Maridan Kassab doesn’t need the scrapbook from the first St. Avips Ball to recall exactly what she wore that night, what the decor looked like and where it was held. Her memories are as fresh as if it were yesterday.

“I wore a blue silk top with a peplum,” she said. “We all had corsages, of course, and long white gloves.”

Her memories are impressive because the city’s most stylish annual fundraiser, a benefit for the George A. Spiva Center for the Arts, is celebrating 50 years this spring. But the grand affairs have made such an impression on those who attended, they’re not soon forgotten.

Kassab, an original member of the Friends of St. Avips, said the ball was begun in response to the opening of the Ozark Artist Guild in the Zelleken House at Fourth and Sergeant streets. It had been purchased through the generosity of Spiva, a philanthropist, but money was needed for the day-to-day operation.

“They had just formed, and they were begging for money,” Kassab said.

As Kassab tells it, her husband, Anthony, was reading a Civil War book at the time and became enamored with the history of the St. Cecilia Society in Charleston, S.C. The society, formed in 1766, was named for the patron saint of music and for 54 years its annual concert series formed what historians have called one of the most sophisticated musical phenomena in the nation.

Anthony Kassab thought a ball would be fun.

“It sounds funny coming from a guy, but you gotta remember, he had a dress shop,” she said, laughing.

A committee of women met in early 1963 to formulate plans for such an event, and it was suggested that they spell Spiva backward.

In just weeks, that first ball took shape and came together on Tuesday, April 16, as a grand affair in the Empire Room and Joplin Club of the Connor Hotel.

“The nationally famous Russ Carlyle and his orchestra performed,” Kassab said. “But we had to hold the ball on a Tuesday to accommodate the band’s schedule.”

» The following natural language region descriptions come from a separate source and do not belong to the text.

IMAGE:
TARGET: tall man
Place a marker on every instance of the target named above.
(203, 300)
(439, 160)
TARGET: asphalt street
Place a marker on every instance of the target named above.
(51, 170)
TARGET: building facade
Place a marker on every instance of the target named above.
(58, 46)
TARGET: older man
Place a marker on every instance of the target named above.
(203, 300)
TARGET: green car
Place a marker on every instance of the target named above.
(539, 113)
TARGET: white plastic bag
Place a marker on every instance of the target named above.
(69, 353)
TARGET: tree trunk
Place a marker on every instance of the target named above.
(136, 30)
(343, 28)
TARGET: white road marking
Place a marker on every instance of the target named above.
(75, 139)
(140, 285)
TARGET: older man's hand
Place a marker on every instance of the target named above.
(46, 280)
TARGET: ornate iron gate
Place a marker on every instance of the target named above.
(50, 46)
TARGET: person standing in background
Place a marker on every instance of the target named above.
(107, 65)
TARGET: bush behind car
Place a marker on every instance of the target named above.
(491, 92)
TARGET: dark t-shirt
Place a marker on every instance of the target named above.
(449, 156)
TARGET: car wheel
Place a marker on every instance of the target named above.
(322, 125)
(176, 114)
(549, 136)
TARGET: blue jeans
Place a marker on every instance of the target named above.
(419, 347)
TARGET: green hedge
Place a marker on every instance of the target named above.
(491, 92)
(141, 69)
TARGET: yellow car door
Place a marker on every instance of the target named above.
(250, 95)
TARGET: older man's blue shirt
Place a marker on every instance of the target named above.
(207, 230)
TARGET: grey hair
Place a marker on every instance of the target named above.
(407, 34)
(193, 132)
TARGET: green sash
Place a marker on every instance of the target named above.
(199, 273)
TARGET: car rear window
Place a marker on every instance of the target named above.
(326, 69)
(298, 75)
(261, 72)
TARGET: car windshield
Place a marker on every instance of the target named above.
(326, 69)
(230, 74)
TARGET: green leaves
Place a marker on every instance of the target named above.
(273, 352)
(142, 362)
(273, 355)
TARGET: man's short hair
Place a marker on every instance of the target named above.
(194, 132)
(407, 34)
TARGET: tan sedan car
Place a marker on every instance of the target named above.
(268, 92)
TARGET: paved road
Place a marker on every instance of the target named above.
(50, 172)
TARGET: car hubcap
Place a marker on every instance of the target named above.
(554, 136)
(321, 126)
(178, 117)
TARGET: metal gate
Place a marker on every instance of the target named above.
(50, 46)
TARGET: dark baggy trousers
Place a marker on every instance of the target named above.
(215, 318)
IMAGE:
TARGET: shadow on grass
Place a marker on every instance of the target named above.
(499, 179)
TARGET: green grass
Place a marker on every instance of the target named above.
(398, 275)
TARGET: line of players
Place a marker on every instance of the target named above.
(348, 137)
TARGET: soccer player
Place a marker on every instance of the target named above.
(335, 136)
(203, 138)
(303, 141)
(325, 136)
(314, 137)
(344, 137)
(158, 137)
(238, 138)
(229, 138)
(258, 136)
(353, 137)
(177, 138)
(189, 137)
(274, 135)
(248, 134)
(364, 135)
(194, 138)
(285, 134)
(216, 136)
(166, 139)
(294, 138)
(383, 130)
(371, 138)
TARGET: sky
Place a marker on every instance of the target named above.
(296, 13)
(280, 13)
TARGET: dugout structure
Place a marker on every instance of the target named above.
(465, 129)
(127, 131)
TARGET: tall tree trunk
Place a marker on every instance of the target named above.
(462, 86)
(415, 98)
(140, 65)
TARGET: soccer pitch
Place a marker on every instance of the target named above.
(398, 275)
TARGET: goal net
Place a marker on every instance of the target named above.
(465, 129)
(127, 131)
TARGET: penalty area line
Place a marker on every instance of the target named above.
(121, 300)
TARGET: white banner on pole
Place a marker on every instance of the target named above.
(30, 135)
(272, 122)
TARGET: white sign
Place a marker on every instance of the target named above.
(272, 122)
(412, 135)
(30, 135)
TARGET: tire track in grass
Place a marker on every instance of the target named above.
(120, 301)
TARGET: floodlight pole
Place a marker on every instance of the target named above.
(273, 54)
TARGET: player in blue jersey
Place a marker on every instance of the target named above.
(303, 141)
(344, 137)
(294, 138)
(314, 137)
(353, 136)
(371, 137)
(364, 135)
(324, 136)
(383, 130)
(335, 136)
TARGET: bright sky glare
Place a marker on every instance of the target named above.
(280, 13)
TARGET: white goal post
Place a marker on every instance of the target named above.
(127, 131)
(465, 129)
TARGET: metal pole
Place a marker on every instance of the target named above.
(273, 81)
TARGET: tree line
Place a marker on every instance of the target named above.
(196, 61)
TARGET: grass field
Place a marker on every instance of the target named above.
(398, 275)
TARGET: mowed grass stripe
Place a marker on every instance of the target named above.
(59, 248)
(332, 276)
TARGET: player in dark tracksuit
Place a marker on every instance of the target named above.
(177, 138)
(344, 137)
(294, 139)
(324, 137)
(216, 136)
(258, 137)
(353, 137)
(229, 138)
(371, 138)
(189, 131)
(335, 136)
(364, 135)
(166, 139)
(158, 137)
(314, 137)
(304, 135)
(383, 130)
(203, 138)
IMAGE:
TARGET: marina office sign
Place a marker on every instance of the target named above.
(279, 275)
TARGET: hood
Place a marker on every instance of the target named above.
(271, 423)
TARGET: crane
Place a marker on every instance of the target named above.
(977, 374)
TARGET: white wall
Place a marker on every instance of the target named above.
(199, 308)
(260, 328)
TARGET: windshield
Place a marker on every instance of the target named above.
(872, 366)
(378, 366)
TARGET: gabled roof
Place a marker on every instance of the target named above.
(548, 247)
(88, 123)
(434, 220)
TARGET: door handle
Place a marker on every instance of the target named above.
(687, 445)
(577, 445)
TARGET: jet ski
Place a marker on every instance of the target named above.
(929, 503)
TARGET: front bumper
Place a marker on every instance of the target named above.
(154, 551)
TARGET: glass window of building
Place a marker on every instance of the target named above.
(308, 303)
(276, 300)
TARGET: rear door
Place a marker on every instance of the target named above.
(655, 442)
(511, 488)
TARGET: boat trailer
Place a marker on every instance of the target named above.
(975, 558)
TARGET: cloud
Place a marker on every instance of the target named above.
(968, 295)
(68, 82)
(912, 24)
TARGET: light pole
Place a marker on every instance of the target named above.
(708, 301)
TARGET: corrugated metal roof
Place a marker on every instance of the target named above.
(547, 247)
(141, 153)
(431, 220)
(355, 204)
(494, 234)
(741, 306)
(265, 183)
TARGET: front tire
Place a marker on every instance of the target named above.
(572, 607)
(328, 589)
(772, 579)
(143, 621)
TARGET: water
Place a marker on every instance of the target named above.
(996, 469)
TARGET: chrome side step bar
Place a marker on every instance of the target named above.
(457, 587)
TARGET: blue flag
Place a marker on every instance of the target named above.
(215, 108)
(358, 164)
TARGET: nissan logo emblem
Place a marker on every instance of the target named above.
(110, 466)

Tickets were $10 per person, by invitation only, with 220 people in attendance. The ball didn’t begin until 9 p.m., with a buffet served at 11 p.m.

George and Agnes Spiva were dressed spectacularly and led the grand entrance.

“Everyone marched around. It was fun,” said Kassab, who was 28 years old at the time.

The elegant event netted a $1,037 check in support of the arts.

“And the rest is history,” noted the Spivas’ daughter, Joy Spiva Cragin, with a laugh.

Growing each year

The occasion has become noted for its elaborate annual themes, each chosen by that year’s chairwoman.

Committee members each have their favorites: The “Modern Art Ball” at Briarbrook in 1969, because Maridan Kassab wore pants; the “Williamsburg Ball,” because they rented farthingale hoops for under their skirts; and “Spiva By the Sea” in 2004, because there were live goldfish in bowls on the tables.

But the central theme has never changed: Fundraising in support of the arts.

“We all wanted the arts center to be a success,” said Kassab.

In 1967, that arts center moved to Missouri Southern State College and become known as Spiva Art Center, then to its current location at 222 W. Third St. in the 1990s. This allowed the group to shift their efforts from funding the center month-to-month to building a permanent art collection and to promote the arts in the community.

Among the group’s credits is securing the commissioning of the Thomas Hart Benton mural for the Joplin Centennial in 1973.

In 1999, organizers added an art auction and the event took on a life of its own. All told, the ball has raised more than $600,000. Last year’s take was $45,000

This year’s co-chairs, Shannon Satterlee, whose mother-in-law is a sustaining St. Avips member, and Louise Secker, whose mother is a sustaining member, would like to raise more.

But they have been working with a special challenge: “We were coming off of the tornado,” said Satterlee of the initial planning efforts last summer and fall.

“This is the first spring after the tornado, and we really wanted the ball to reflect that,” Secker said. “We wanted to be sensitive. Our golden anniversary is important to us, but this is a community event now. We are celebrating, yes, but we also are moving forward and rebuilding.”

So they settled on “Joplin in Bloom” as the theme of the golden anniversary. Butterflies — depicted in the Community Mural at 15th and Main streets — were used on the invitations and in the party favors. And this year the decorations will not be discarded at the end of the evening.

“I think the most important thing we’re doing is using recyclable trees in a very park-like setting,” said Secker. “They will all be planted at Parr Hill park afterwards.”

The trees were ordered through Empire District Electric Company with the help of their arborist to ensure the proper species and a good fit to the city’s tree plan.

The ball will be held at Downstream Casino. The J Rob Band, of St. Louis, which performed at last year’s ball, has been invited back.

Their goal: To raise $50,000 in honor of 50 years.

“It’s especially appropriate this year to be working to raise money for the arts, because what a part the arts have played in the recovery of Joplin,” said Secker.

The ball has been made possible, organizers say, through numerous business partnerships and sponsorships and legwork by a committee of 40 people.

“We worried about the support this year, but it turned out well,” said Satterlee.